Author: Grace Murray

Some years ago, I went to live in Culross, a pretty village on the Forth estuary, a few miles from Kincardine. Its white-harled cottages with red pantiled roofs line the cobbled causeways leading uphill to an ancient abbey. It is a delightful place to live, with low rainfall, mild winters and a record of above-average sunshine. I soon learned that Culross had not always been a tranquil backwater. It has a long and turbulent history stretching back to the 6th century.

legend has it that in 507, a pregnant Pictish princess was cast up on Cuross beach. She had been cast adrift in a coracle by her furious father, King Loth of the Lothians, for the 'crime' of eloping to marry a Christian prince instead of accepting an arranged marriage.

Her baby, Mungo, was born soon after Princess Thenew's arrival and the child was raised by the local Culdee monks. When he reached manhood, Mungo travelled west to found Glasgow.

I discovered that the abbey at the top of the village was founded in 1217 by the Cistercian order. It was a centre of worship and also provided education, health care and hospitality for travellers right up till the Reformation in 1560.

The sea fron in Culross is quiet today and its promenade forms part of the Fife Coastal Path, but in the 16th century, it had a bustling harbour for up to 200 sailing ships trading with Europe. We exported salt, coal and wool and got back pantiles.

Most of this industry was down to one man - the entrepreneurial Sir George Bruce (1550 - 1625). At a time when other mine-owners were scratching the surface for coal, Sir George drove mine shafts down to a depth of 200 feet and even had galleries running out under the sea. He personally invented machinery to keep his mines dry and ventilated. Since Culross harbour was so tidal, Sir George built an air shaft-cum loading dock a mile out in the estuary.
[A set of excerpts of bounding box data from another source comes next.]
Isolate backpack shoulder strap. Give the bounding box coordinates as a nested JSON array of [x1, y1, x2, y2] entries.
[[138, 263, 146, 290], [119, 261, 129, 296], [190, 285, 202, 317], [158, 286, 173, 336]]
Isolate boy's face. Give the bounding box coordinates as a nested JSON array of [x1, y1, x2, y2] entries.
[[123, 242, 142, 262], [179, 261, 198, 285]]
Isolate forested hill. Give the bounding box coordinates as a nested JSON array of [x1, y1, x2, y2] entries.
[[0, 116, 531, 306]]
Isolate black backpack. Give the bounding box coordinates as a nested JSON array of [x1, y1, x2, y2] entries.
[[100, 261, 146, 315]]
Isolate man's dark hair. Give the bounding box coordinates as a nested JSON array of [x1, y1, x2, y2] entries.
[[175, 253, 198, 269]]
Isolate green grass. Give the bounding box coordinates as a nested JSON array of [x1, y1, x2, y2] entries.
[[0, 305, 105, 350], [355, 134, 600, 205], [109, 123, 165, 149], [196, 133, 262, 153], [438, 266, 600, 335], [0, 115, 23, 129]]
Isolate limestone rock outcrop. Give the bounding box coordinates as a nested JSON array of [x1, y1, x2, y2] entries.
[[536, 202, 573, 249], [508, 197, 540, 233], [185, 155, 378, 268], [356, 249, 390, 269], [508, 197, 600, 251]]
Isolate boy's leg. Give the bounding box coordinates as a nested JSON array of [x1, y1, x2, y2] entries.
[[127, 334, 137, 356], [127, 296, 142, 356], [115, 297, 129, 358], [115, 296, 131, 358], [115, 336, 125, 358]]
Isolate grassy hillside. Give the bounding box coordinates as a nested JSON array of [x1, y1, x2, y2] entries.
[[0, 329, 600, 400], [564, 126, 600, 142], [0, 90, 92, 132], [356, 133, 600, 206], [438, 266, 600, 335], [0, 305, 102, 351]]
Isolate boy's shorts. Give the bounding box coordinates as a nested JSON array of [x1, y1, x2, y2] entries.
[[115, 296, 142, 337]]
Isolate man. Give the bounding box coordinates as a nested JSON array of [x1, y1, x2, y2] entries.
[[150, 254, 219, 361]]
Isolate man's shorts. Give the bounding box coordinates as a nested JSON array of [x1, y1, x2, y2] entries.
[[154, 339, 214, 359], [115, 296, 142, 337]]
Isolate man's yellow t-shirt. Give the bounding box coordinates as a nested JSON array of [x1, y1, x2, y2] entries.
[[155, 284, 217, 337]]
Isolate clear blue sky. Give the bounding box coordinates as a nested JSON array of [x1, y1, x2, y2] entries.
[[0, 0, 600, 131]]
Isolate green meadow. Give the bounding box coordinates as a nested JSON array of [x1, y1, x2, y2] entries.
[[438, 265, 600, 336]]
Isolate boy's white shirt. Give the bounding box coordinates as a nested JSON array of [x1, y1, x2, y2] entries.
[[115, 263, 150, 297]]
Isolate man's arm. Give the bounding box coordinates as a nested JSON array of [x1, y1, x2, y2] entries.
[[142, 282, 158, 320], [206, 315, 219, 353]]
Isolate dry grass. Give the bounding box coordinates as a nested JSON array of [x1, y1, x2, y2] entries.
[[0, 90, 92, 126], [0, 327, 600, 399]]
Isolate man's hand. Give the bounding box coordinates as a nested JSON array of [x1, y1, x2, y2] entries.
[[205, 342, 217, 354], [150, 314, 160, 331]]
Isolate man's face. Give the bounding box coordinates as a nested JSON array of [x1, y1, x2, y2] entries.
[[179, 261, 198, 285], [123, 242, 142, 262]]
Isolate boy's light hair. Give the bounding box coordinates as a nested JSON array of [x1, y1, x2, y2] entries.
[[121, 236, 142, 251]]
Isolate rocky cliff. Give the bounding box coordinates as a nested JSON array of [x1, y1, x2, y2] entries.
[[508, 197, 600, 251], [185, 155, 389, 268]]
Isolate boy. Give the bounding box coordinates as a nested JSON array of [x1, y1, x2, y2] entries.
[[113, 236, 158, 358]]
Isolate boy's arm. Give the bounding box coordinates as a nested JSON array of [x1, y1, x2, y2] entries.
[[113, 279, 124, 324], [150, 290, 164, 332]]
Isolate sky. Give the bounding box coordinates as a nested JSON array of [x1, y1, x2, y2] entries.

What with his salt pans and coal mines, Sir George became rich and built his palace on the shore - a building with fine painted walls and ceilings, grand enough to entertain King James VI himself. The Palace and its gardens have been beautifully restored by the National Trust for Scotland and may be visited today. Sir Georges' white alabaster effigy can be seen up in the abbey, lying alongside that of his wife. Their eight children are kneeling in prayer at their feet.
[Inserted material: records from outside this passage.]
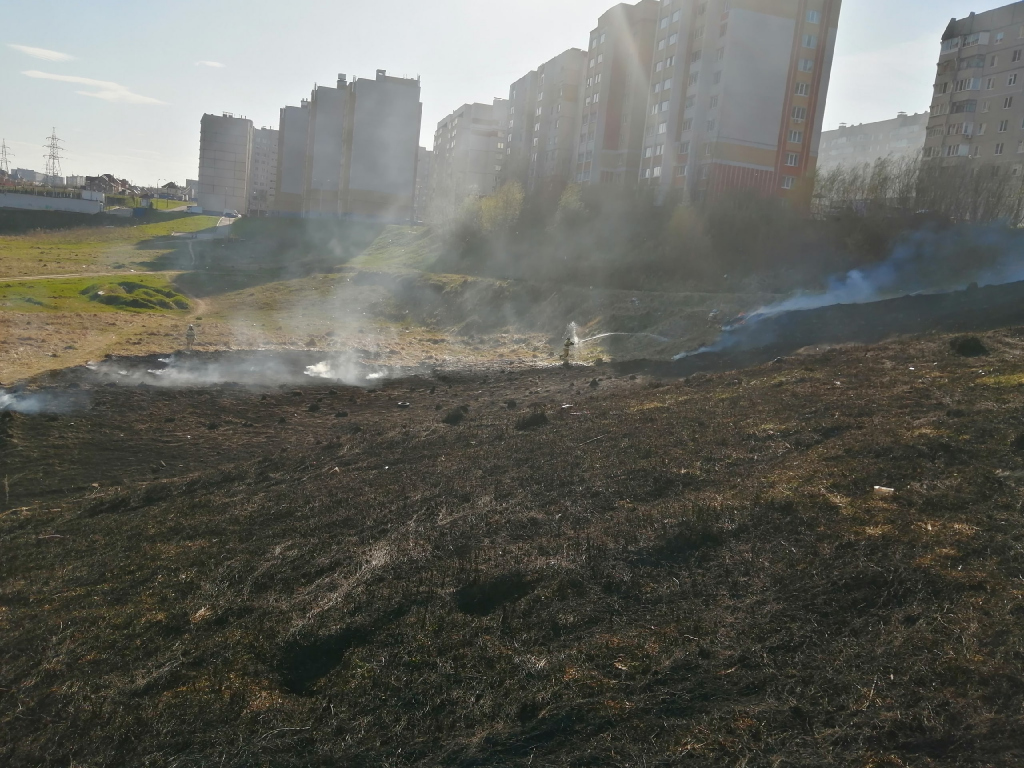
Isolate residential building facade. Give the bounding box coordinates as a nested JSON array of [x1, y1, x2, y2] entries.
[[924, 3, 1024, 175], [249, 128, 280, 216], [432, 98, 509, 205], [272, 99, 309, 216], [499, 48, 587, 196], [640, 0, 842, 207], [274, 70, 423, 221], [571, 0, 668, 187], [199, 113, 253, 214], [818, 112, 929, 171]]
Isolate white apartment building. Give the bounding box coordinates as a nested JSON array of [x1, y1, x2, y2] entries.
[[249, 128, 281, 216], [199, 113, 253, 214], [924, 3, 1024, 175], [432, 98, 509, 203]]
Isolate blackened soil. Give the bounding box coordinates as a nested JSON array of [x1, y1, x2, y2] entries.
[[0, 330, 1024, 768]]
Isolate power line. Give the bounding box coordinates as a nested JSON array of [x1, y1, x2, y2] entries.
[[43, 128, 63, 181]]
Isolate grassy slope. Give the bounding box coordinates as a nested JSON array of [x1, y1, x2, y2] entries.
[[0, 333, 1024, 768], [0, 216, 217, 280]]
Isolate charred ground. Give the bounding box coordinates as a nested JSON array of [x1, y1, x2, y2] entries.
[[0, 330, 1024, 767]]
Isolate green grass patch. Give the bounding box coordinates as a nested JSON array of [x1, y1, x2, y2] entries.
[[351, 226, 440, 272], [0, 212, 217, 279], [0, 275, 190, 312]]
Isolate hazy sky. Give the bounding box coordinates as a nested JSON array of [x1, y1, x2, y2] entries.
[[0, 0, 985, 183]]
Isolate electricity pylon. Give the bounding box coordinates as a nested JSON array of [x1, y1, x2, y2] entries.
[[0, 139, 14, 176], [44, 128, 63, 181]]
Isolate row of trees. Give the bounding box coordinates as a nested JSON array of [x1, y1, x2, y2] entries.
[[814, 157, 1024, 225]]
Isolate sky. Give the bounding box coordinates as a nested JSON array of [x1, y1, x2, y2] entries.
[[0, 0, 993, 184]]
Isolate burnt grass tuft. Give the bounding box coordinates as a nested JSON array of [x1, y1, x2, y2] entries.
[[0, 330, 1024, 768]]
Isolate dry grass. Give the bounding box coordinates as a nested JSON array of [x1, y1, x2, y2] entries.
[[0, 332, 1024, 768]]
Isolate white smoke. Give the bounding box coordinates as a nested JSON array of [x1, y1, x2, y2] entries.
[[89, 352, 380, 388], [673, 224, 1024, 360]]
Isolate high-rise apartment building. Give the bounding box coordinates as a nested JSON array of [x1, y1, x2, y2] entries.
[[249, 128, 280, 216], [925, 3, 1024, 174], [345, 70, 423, 221], [640, 0, 842, 207], [302, 75, 352, 218], [273, 99, 309, 216], [499, 48, 587, 195], [818, 112, 929, 171], [413, 146, 434, 221], [432, 98, 509, 205], [199, 113, 253, 214], [275, 70, 423, 221], [571, 0, 655, 186]]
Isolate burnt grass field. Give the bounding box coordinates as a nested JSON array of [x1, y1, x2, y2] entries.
[[0, 329, 1024, 768]]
Not all Culross history is sweetness and light. It was notorious for the persecution of 'witches'. The unfortunate women were housed in the abbey tower or the Town House attics before their trial and execution. Local inhabitants tell a gory story. One 'witch' squeezed herself out of a tint attic window in the Town House and fell to the cobbles below, no doubt hoping to kill herself and avoid the flames. Alas, she survived the fall with so many broken bones she had to be carried to the place of execution in a chair.
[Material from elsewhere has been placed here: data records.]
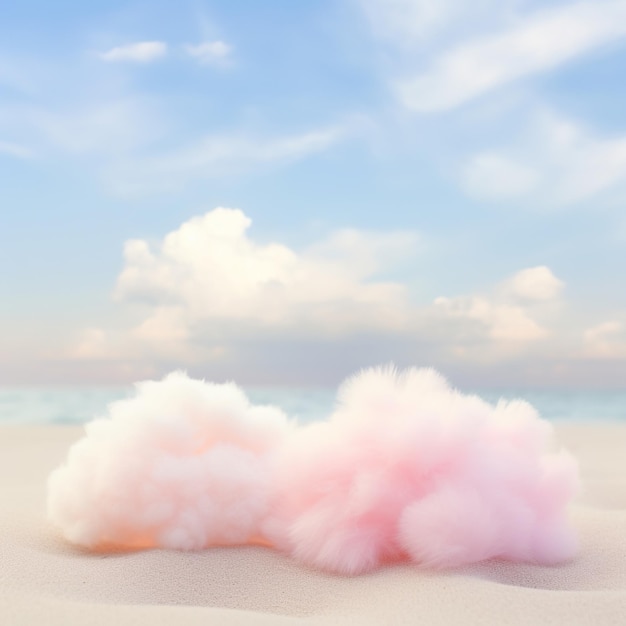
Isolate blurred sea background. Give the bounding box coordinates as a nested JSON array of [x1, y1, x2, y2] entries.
[[0, 386, 626, 424]]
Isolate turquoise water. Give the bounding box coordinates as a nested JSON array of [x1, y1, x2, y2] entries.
[[0, 387, 626, 424]]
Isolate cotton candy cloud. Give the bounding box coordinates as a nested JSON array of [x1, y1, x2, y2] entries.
[[48, 368, 577, 575], [395, 0, 626, 113]]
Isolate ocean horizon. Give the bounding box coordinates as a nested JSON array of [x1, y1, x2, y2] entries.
[[0, 385, 626, 425]]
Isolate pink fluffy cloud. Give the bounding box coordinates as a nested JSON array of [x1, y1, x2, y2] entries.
[[48, 368, 578, 574]]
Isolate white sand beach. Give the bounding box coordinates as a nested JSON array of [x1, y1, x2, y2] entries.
[[0, 422, 626, 626]]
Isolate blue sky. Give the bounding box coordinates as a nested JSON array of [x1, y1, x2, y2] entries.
[[0, 0, 626, 387]]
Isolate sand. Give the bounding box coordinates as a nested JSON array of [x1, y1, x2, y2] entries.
[[0, 423, 626, 626]]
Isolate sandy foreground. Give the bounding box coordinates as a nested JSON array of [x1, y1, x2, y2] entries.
[[0, 423, 626, 626]]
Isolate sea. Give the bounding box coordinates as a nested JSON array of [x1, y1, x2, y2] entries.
[[0, 386, 626, 424]]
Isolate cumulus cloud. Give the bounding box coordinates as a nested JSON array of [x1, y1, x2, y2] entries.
[[48, 368, 577, 574], [184, 40, 233, 65], [395, 0, 626, 112], [69, 208, 563, 366], [503, 265, 564, 300], [461, 111, 626, 207], [99, 41, 167, 63], [115, 208, 415, 336]]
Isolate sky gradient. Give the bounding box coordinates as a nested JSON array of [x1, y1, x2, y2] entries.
[[0, 0, 626, 388]]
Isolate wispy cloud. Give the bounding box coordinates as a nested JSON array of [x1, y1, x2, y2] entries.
[[430, 266, 564, 361], [98, 41, 167, 63], [394, 0, 626, 113], [461, 111, 626, 207], [106, 126, 348, 195], [184, 40, 233, 66]]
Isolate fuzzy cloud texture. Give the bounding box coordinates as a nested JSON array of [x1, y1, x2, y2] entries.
[[395, 0, 626, 112], [115, 208, 415, 332], [461, 112, 626, 207], [99, 41, 167, 63], [48, 368, 577, 575], [71, 208, 563, 365], [184, 40, 233, 65], [434, 266, 564, 358], [105, 126, 349, 190]]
In 1622, the plague arrived in Culross. There is a gap of several months in the the parish records, then a shaky, unscholarly hand writes, 'The plague lies heavy on oor toon'.

Culross has had other notable inhabitants. A bust of Admiral Cochrane stands outside the Palace. He is notable as founder of the Chilean Navy. There is also Stewart McPherson, a soldier who was awarded the Victoria Cross at the Siege of

Lucknow in 1857. He has a memorial in the kirk yard.

For its size, this tiny Royal Burgh has a lot to contribute to Scotland's story.